Serdar Sayan *Korea Herald
August 20, 2002
Anti-globalization campaigners gripe that the rich are getting richer. That's true in many ways. But rich countries are also getting older. This "graying" of the world's richest nations will profoundly affect not only these societies, but poorer countries as well.
According to the U.N., the world's population now stands at 6.3 billion and will reach 9.3 billion by mid-century. People aged 60 or more are projected to increase from 629 million now to nearly 2 billion by 2050. Furthermore, the elderly population itself is aging. The 80-plus age group makes up the fastest-growing segment of the population; its share of the over-60 population will increase from 12 percent to 19 percent by 2050. This "graying of the world" is a natural result of falling fertility rates and rising life expectancy. While the decline in fertility is global, its speed varies across countries. Rich countries in Europe, North America and East Asia have a sharply higher share of the elderly than developing countries. Fertility reductions in the richer parts of the world have already brought population growth rates close to zero. Furthermore, due to improved access to quality health care and better living conditions, life spans in rich countries are now much longer than in the developing world. People aged 60 or more represent almost 20 percent of the population in rich countries today, whereas in the world as a whole this ratio is not expected to be reached before 2050. By that point, this age group in industrial countries will claim one-third of the total population. It will take another century for the rest of the world to catch up.
One result of all this is that the relative number of working-age individuals between 15-64 who pay the taxes to support pensioners is declining much faster in the industrial world than in developing countries, where populations remain young and grow rapidly. Rich economies are already challenged by this decline, and so are scrambling to meet the insatiable demands of public pension and health care systems, which causes their fiscal balances to deteriorate.
The effects of population aging will become even more obvious and widespread in the decades ahead, as domestic labor supply in rich countries shrinks even further.
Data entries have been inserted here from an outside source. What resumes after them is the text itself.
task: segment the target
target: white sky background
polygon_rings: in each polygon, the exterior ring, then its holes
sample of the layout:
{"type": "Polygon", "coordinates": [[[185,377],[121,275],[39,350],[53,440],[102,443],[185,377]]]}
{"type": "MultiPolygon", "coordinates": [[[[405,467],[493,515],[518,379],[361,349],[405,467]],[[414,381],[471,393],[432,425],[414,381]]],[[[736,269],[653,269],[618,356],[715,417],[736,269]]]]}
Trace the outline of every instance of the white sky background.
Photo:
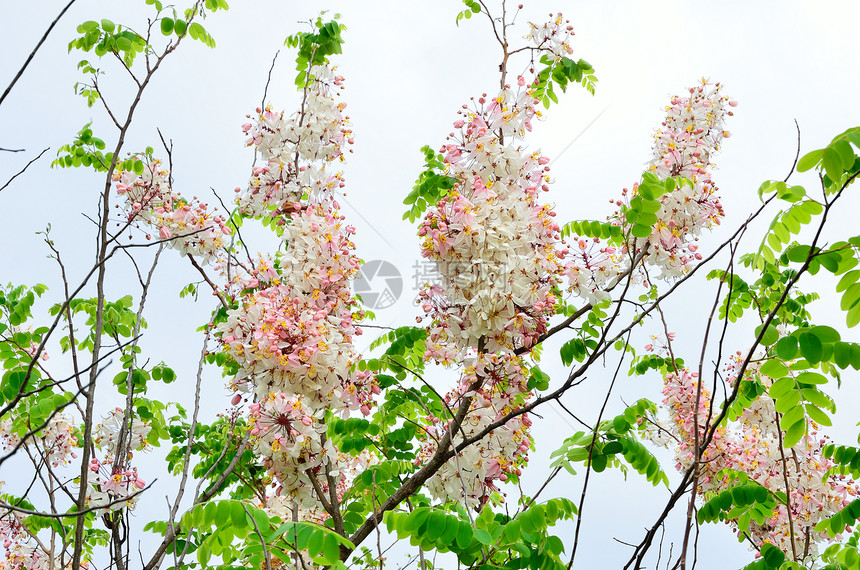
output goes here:
{"type": "MultiPolygon", "coordinates": [[[[3,3],[0,87],[5,88],[64,4],[55,0],[3,3]]],[[[359,255],[365,260],[391,261],[404,276],[402,298],[394,307],[379,311],[376,324],[411,324],[416,314],[411,285],[412,265],[419,259],[418,241],[416,228],[401,221],[401,202],[421,170],[419,148],[425,144],[441,146],[459,106],[470,96],[492,93],[498,84],[500,50],[489,25],[485,19],[473,18],[456,27],[454,18],[461,8],[453,0],[235,0],[228,12],[215,14],[205,23],[218,43],[215,50],[188,40],[165,61],[144,97],[125,148],[141,150],[151,145],[158,149],[155,128],[159,127],[174,142],[176,189],[188,196],[208,197],[208,189],[213,187],[225,200],[230,199],[232,189],[245,184],[252,160],[243,145],[240,126],[245,115],[260,104],[274,53],[282,50],[269,101],[275,108],[291,111],[297,107],[298,98],[292,86],[293,53],[282,46],[284,38],[305,29],[298,22],[314,18],[321,9],[341,13],[349,29],[345,53],[334,61],[347,78],[344,98],[356,133],[355,152],[345,167],[344,213],[358,228],[355,241],[359,255]]],[[[520,27],[512,30],[511,37],[524,35],[528,20],[541,23],[550,11],[558,10],[575,27],[574,57],[589,61],[599,78],[594,97],[576,86],[567,95],[559,94],[560,104],[550,108],[547,120],[528,140],[530,148],[540,148],[554,159],[579,136],[553,164],[556,184],[543,196],[556,204],[561,222],[602,219],[609,213],[608,200],[638,180],[650,156],[651,134],[660,123],[668,97],[681,93],[702,76],[722,82],[724,93],[740,102],[729,120],[732,137],[716,157],[719,169],[713,178],[722,189],[727,212],[717,238],[728,235],[755,207],[755,192],[761,181],[781,179],[788,172],[796,145],[794,119],[802,131],[803,152],[820,148],[836,134],[860,124],[856,104],[860,91],[860,47],[856,42],[860,5],[856,3],[541,0],[526,3],[518,18],[520,27]]],[[[0,147],[26,149],[17,154],[0,153],[0,183],[41,149],[51,147],[0,194],[5,230],[0,241],[0,282],[46,283],[52,287],[51,301],[59,299],[56,265],[46,259],[48,251],[34,235],[48,223],[72,281],[78,281],[89,268],[95,228],[81,213],[95,215],[103,177],[83,169],[50,170],[48,166],[56,149],[71,142],[91,120],[96,136],[108,141],[109,149],[116,133],[98,105],[88,109],[83,99],[73,94],[72,86],[80,79],[75,64],[86,56],[67,54],[66,44],[75,36],[75,27],[85,20],[110,18],[141,28],[143,18],[151,13],[142,0],[78,0],[0,107],[0,147]]],[[[157,35],[156,43],[160,39],[157,35]]],[[[524,68],[526,63],[509,65],[512,77],[522,69],[520,65],[524,68]]],[[[113,62],[106,61],[103,67],[108,71],[104,80],[108,97],[114,107],[124,109],[130,82],[113,62]]],[[[805,184],[814,192],[815,182],[809,176],[799,177],[795,183],[805,184]]],[[[210,203],[216,202],[212,199],[210,203]]],[[[846,232],[860,233],[854,213],[857,204],[849,197],[839,212],[842,219],[834,220],[833,228],[841,226],[846,232]]],[[[769,221],[772,215],[765,217],[769,221]]],[[[758,239],[750,238],[742,249],[753,249],[758,239]]],[[[252,246],[252,250],[269,247],[261,241],[255,243],[260,245],[252,246]]],[[[197,281],[197,273],[173,252],[165,252],[162,259],[149,304],[150,330],[144,351],[156,361],[163,359],[174,366],[180,377],[169,390],[159,392],[161,388],[155,388],[154,395],[173,399],[181,390],[185,399],[190,396],[199,351],[200,338],[193,331],[207,318],[212,304],[206,298],[197,305],[188,299],[180,301],[179,290],[197,281]]],[[[112,270],[109,296],[137,295],[129,264],[117,261],[112,270]]],[[[828,283],[822,296],[831,291],[832,284],[828,283]]],[[[695,360],[695,339],[704,329],[703,321],[692,317],[706,314],[712,294],[713,287],[694,285],[682,298],[680,310],[670,314],[675,319],[670,328],[691,339],[685,341],[689,345],[682,344],[689,347],[688,360],[695,360]]],[[[826,299],[822,304],[827,305],[826,299]]],[[[828,307],[832,306],[835,304],[828,307]]],[[[844,322],[842,316],[830,314],[844,322]]],[[[648,326],[653,332],[659,330],[657,323],[648,326]]],[[[369,343],[375,336],[368,329],[361,340],[369,343]]],[[[732,350],[749,342],[740,332],[730,338],[740,343],[732,350]]],[[[558,362],[558,345],[547,346],[542,365],[556,382],[565,374],[558,362]]],[[[614,364],[609,362],[608,366],[614,368],[614,364]]],[[[593,373],[592,387],[571,394],[569,407],[593,422],[610,376],[611,370],[593,373]]],[[[846,374],[844,386],[856,382],[855,376],[846,374]]],[[[454,381],[453,374],[438,378],[443,389],[448,385],[445,382],[454,381]]],[[[207,382],[211,417],[226,407],[227,392],[217,371],[208,372],[207,382]]],[[[659,387],[655,377],[622,377],[610,417],[622,406],[620,396],[627,402],[643,394],[658,400],[659,387]]],[[[850,443],[856,434],[852,426],[857,400],[850,393],[840,396],[842,415],[837,427],[844,430],[841,440],[850,443]]],[[[552,409],[544,409],[541,415],[545,419],[536,422],[538,451],[532,459],[536,474],[526,484],[527,493],[539,486],[539,474],[547,471],[549,453],[573,429],[552,409]]],[[[665,465],[671,469],[668,461],[665,465]]],[[[0,479],[10,481],[14,477],[0,474],[0,479]]],[[[568,496],[578,501],[580,481],[562,475],[544,497],[568,496]]],[[[577,559],[583,567],[598,561],[606,567],[620,566],[627,549],[611,537],[638,542],[641,529],[653,522],[668,492],[653,489],[636,474],[625,483],[618,473],[605,472],[593,477],[592,484],[584,513],[584,544],[577,559]]],[[[155,495],[166,492],[157,490],[155,495]]],[[[680,519],[673,525],[667,530],[666,548],[670,536],[676,540],[680,536],[680,519]]],[[[562,534],[566,539],[569,530],[562,534]]],[[[703,531],[701,568],[740,567],[749,560],[746,548],[736,546],[726,528],[709,526],[703,531]]]]}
Moreover, because the elderly tend to spend more and save less, rich countries will also face changes in the ratio of savings to consumption in their national income, as well as in the composition of what is purchased. These demographically induced developments will not only affect investment and growth patterns of industrial economies, but the allocation of resources as well. In a globalized world, what happens in rich countries has an impact on developing economies. Yet, there is little discussion of the opportunities and challenges this presents.
Nowadays, most talk focuses on migration as a means of letting overpopulated developing countries fill the labor shortages of developed countries with graying populations. Japan's population, for example, is projected to decline by 17.9 million by 2050, while the share of its 60+ population will climb to 42 percent, and the share of its 80+ population will exceed 10 percent. The number of working-age Japanese will thus fall sharply, bringing the ratio of workers to retirees to about one. Estimates suggest that Japan would need 10 million immigrants per year until 2050 just to maintain the ratio of workers to pensioners that it had in 1995! Will developed countries really allow for migration on such a scale? Or will they instead increase their imports of manufactured products and food, thus creating jobs in developing countries that might help absorb their surplus labor? Even if rich countries choose increased imports, the growing volume of trade will merely expand an existing channel for routing the effects of an aging population onto developing countries. Trade serves as such a channel because nations with aging populations are economically powerful and so are capable of setting the terms on which they trade with poorer countries. Developing countries that trade intensively with advanced economies must adopt their relative prices and allocate their resources accordingly. But these relative prices will increasingly reflect the changed demands of the aging citizenry of industrial nations.
International capital flows will also magnify such demographic spillover effects, as capital is traded at the interest rates determined in large industrial economies. These rates will increasingly be influenced by the changing age composition within advanced countries.Because the old save less, lower aggregate savings in rich countries will crimp the relative abundance of capital available to poorer economies.
The powerful combination of globalization and aging will make developing economies ever more susceptible to changes in the terms of trade, interest rates, and exchange rates in rich countries. All developing countries should monitor these demographic developments closely, even if they have yet to experience population aging themselves. Young nations such as Mexico and Turkey should be particularly careful, due to their strong economic ties with NAFTA and the EU, where the gradual aging of populations is well under way.